Quick Bites | UK Inflation Target in Sight

The UK was once home to the developed world’s worst inflation. Now, it is within striking distance of the central bank’s 2% target. And as the market grey heads say, “the trend is your friend”.

This matters, because it points to the nature of inflation shocks in developed economies, although of course local factors remain primary causes of rising prices. For example, wages growth, food prices and rental increases have been especially important in Australia, whereas much of the rapid price increases in the UK resulted from soaring commodity costs after supplies from Russia were cut off. In the US, strong demand from consumers “taking revenge on lockdowns” have been a big factor.

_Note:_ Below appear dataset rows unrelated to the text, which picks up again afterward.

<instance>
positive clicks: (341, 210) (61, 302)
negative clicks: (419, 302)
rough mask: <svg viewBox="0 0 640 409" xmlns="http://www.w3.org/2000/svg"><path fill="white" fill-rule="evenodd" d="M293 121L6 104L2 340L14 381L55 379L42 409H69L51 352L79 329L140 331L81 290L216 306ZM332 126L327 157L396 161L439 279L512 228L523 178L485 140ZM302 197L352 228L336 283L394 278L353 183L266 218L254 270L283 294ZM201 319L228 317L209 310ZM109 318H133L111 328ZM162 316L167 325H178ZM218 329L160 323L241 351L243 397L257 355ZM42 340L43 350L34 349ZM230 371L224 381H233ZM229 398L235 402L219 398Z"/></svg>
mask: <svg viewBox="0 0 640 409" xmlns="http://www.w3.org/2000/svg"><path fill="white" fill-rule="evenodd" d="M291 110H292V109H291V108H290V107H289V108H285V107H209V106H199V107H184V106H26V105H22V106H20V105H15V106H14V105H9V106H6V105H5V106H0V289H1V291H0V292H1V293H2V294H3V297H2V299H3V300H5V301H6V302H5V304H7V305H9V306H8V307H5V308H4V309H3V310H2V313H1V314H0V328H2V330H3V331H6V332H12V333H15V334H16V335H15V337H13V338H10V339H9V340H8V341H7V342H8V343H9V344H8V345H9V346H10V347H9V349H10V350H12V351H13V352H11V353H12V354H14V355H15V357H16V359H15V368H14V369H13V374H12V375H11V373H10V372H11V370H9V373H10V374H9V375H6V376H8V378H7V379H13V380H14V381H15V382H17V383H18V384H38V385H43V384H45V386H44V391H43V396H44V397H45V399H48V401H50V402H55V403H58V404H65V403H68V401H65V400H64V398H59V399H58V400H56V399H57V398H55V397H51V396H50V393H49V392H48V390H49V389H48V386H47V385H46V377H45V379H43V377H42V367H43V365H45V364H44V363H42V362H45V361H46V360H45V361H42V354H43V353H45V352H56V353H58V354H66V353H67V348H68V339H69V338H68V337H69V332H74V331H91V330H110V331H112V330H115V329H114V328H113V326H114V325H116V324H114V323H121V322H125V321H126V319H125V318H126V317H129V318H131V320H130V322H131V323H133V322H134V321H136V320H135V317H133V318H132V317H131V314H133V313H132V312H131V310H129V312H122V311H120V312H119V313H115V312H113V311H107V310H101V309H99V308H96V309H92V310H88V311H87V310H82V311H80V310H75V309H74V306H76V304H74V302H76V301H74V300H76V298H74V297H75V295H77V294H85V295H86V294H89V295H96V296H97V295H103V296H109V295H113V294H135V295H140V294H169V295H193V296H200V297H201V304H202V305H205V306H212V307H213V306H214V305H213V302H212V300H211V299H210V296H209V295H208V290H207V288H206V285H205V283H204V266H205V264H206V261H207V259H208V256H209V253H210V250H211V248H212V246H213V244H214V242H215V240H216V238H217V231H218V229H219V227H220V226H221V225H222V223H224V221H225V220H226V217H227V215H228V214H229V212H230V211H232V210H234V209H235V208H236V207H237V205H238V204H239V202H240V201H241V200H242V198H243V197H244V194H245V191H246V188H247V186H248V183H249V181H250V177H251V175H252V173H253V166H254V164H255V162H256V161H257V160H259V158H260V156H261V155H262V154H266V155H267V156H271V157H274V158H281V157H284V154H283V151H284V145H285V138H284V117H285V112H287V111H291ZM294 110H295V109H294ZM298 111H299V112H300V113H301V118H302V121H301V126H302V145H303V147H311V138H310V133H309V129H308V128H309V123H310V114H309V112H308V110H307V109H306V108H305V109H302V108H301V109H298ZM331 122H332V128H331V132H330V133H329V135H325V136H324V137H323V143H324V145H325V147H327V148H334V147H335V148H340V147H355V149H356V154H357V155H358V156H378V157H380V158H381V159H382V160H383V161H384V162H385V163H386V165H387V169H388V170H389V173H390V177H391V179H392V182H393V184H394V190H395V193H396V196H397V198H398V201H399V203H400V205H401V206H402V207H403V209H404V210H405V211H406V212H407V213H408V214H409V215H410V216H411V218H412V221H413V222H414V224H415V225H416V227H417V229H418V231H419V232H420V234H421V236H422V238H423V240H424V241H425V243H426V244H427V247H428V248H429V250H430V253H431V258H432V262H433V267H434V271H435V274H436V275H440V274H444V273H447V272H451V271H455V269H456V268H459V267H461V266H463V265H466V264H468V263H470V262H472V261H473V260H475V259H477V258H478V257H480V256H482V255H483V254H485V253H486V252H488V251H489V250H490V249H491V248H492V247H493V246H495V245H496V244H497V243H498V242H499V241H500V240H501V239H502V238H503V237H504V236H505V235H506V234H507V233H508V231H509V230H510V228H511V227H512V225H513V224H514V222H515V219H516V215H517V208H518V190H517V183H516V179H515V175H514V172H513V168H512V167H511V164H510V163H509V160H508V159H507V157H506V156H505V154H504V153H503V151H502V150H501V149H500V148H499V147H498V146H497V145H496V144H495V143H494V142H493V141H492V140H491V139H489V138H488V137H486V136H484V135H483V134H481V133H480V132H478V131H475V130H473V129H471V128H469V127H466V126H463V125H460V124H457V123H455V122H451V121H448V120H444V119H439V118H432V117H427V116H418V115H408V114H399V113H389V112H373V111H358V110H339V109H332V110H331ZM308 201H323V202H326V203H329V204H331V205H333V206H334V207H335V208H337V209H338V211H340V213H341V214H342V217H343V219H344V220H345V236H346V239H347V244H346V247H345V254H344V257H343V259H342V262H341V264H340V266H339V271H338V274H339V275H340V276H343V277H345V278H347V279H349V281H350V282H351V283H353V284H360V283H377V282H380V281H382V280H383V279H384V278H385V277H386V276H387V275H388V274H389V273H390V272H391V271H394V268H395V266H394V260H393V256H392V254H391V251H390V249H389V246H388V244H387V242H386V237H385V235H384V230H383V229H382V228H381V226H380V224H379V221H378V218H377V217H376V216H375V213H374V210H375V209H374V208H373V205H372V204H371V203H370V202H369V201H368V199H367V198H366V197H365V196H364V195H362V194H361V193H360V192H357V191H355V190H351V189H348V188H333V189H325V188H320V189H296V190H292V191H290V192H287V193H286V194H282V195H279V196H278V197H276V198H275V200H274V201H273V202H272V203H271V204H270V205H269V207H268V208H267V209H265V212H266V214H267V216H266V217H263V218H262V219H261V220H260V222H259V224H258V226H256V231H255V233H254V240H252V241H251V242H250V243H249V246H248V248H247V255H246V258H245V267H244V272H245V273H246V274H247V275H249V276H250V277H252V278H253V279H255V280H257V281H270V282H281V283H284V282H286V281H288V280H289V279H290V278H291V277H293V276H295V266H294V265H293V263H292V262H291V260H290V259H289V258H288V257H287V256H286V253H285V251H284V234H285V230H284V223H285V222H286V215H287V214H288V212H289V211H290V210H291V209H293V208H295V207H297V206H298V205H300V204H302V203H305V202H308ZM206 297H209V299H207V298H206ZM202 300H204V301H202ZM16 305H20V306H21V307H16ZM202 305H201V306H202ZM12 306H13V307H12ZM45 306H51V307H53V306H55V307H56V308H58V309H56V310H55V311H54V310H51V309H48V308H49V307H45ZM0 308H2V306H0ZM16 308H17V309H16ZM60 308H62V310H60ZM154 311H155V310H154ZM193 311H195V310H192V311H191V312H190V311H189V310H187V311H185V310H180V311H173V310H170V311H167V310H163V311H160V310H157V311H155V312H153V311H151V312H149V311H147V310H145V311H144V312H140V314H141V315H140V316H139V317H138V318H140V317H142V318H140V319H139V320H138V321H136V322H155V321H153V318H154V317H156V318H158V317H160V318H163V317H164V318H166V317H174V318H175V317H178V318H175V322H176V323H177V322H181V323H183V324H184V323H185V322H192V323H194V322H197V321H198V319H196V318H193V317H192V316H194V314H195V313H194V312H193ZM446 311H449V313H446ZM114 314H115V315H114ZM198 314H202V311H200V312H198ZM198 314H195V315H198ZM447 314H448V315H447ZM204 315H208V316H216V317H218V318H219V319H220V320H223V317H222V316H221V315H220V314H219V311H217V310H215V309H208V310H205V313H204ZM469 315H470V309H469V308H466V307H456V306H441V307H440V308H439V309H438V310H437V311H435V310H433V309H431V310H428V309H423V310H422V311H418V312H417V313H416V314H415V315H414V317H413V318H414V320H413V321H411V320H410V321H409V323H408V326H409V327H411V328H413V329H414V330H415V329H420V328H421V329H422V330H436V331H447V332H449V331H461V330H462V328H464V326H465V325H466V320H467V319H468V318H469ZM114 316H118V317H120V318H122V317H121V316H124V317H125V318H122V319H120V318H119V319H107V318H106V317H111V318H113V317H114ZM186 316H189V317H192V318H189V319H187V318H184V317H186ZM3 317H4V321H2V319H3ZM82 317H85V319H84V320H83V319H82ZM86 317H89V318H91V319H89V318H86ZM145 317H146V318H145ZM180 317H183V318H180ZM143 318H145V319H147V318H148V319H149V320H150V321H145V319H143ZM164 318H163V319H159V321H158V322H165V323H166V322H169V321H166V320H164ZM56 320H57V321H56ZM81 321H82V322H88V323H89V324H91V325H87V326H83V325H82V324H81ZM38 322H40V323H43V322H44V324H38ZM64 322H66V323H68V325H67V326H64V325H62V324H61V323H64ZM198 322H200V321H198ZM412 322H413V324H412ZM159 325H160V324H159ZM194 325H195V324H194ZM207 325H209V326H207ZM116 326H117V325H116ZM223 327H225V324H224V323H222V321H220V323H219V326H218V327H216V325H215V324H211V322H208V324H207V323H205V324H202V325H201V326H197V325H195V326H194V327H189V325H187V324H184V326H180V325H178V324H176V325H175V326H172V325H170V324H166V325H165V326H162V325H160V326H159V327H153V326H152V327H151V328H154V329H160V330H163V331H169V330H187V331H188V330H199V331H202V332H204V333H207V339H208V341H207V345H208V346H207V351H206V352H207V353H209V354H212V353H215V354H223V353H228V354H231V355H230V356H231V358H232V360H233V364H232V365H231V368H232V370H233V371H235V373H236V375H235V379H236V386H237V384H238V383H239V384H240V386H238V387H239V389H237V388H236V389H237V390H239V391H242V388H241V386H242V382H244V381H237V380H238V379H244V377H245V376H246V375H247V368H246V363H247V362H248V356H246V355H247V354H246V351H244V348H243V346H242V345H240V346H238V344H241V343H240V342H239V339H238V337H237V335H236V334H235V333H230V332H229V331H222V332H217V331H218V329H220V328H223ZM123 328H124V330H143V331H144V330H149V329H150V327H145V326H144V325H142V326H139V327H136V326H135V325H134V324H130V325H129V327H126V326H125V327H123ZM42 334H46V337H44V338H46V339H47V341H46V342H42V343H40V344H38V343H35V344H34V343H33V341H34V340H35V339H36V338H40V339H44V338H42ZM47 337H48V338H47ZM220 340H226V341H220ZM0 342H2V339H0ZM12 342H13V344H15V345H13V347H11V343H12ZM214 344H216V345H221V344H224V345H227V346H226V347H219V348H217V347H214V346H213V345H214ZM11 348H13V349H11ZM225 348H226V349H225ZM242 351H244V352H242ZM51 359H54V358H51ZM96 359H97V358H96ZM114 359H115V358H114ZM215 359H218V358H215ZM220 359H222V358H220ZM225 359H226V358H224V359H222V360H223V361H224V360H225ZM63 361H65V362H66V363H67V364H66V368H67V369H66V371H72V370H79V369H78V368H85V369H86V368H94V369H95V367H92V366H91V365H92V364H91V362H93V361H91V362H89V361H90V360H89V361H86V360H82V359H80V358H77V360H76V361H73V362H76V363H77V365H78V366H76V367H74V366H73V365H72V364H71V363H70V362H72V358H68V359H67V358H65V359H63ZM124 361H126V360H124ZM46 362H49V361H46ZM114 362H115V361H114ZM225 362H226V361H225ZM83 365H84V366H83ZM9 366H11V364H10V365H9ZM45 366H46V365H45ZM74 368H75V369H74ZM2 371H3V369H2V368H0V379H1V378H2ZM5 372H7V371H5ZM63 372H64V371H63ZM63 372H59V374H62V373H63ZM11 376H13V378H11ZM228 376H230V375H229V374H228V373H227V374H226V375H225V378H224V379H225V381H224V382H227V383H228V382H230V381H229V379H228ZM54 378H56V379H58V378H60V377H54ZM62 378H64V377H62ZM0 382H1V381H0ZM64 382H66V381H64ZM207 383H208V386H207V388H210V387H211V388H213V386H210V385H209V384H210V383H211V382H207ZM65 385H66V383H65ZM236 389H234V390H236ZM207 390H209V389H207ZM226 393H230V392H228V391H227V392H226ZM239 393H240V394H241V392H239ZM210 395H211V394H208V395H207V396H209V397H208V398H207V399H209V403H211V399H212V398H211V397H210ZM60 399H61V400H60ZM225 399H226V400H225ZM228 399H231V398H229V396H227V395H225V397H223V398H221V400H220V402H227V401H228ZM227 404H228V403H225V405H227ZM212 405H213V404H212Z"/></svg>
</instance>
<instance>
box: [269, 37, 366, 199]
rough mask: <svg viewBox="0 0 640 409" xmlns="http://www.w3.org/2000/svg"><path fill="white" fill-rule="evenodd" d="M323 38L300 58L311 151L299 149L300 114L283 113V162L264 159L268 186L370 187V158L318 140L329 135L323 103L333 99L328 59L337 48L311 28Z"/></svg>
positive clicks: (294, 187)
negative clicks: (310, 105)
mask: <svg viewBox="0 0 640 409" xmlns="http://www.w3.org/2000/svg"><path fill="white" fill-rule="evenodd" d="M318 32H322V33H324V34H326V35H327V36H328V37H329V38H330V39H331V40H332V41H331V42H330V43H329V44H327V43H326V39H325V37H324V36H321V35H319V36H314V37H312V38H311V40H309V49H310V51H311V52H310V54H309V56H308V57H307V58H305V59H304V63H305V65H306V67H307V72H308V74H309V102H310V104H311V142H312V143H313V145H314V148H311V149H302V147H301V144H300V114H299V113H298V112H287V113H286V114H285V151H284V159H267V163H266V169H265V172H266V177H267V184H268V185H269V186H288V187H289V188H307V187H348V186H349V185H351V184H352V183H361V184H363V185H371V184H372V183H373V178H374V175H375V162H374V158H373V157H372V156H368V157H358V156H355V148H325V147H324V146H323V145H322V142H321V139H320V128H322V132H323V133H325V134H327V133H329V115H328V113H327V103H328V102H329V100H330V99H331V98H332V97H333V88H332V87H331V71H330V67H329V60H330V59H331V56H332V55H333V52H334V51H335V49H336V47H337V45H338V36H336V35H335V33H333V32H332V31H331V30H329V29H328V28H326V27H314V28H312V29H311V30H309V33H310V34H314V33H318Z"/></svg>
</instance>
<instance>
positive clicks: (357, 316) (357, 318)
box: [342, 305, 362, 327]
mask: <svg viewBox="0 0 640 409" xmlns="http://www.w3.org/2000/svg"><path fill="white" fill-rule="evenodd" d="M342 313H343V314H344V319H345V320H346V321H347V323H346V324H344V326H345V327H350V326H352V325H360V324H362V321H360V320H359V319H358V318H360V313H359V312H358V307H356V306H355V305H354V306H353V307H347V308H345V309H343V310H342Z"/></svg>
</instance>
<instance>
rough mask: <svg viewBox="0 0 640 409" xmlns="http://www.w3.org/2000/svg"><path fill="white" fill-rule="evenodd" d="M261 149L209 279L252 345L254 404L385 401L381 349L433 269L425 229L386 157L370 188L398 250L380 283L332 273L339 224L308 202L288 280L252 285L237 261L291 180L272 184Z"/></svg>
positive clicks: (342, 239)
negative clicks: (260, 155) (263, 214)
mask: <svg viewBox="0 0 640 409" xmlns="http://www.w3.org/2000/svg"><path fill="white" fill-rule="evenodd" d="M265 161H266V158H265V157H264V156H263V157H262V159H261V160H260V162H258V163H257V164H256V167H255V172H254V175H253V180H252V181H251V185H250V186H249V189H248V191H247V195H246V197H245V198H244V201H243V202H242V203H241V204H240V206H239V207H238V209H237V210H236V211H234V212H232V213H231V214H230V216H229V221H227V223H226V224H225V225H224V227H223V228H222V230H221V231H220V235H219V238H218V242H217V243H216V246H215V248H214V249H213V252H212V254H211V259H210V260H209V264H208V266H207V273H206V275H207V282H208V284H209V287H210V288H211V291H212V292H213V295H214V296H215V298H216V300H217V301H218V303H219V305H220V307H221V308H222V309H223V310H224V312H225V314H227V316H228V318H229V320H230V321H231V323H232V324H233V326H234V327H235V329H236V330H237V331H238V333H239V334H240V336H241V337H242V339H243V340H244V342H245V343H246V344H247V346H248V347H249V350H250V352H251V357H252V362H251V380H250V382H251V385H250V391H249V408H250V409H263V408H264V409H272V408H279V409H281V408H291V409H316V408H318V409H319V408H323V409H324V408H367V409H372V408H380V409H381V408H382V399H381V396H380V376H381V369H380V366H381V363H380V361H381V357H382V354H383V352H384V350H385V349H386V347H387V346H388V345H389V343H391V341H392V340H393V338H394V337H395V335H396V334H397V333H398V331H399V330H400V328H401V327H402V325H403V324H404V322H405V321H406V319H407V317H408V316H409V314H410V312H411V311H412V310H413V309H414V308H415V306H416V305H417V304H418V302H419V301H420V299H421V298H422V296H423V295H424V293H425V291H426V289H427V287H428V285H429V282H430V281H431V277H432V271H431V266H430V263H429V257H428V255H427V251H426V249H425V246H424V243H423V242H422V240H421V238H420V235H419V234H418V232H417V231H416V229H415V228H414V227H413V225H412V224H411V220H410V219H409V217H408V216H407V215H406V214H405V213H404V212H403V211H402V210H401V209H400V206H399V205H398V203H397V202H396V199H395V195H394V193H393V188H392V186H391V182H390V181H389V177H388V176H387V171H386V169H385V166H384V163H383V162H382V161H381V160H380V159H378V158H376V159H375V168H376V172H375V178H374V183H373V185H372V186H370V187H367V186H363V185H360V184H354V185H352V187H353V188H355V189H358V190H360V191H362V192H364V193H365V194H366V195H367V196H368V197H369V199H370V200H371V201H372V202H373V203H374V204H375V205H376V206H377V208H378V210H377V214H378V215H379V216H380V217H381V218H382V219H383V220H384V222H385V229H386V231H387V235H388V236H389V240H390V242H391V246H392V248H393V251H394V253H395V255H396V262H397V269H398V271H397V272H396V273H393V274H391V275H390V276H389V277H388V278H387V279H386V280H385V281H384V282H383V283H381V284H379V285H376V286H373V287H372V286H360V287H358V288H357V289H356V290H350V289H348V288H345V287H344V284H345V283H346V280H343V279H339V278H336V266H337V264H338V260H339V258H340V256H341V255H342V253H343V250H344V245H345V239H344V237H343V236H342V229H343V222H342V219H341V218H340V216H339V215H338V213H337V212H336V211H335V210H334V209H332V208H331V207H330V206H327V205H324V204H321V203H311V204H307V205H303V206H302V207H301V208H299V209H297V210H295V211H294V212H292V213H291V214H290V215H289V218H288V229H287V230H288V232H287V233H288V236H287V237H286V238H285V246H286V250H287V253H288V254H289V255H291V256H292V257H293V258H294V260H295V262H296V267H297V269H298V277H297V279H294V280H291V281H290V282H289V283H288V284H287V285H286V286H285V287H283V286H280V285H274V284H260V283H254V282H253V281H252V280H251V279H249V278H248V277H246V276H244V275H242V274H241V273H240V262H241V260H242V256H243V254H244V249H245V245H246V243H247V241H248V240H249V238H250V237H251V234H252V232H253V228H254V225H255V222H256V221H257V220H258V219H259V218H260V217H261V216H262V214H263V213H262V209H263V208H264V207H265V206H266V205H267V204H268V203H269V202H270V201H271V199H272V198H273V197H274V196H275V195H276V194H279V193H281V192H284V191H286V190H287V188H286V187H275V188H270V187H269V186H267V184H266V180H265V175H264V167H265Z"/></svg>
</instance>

Nevertheless, many of these trends tend to be global, so worth paying attention to them. Once the energy crisis subsided, inflation pressures in the UK started to ease notably. The UK’s CPI rose by 2.3% in the 12 months to end April – the smallest gain since the summer of 2021. That is down from 3.2% in March, a plunge driven by an energy price cut that resulted in the largest annual fall in electricity and gas costs on record. Excluding energy, food, alcohol and tobacco, inflation cooled less dramatically: it was 3.9% in April by this measure, compared to 4.2% in March.

This comes as the Bank of England looks set to cut interest rates in the months ahead, though policymakers might well be distracted by the announced general election due on 4 July, which is likely to see the end of Rishi Sunak’s Conservative government.

We expect central banks to commence a rate-cutting cycle within the next few months, and that may well include the Reserve Bank of Australia.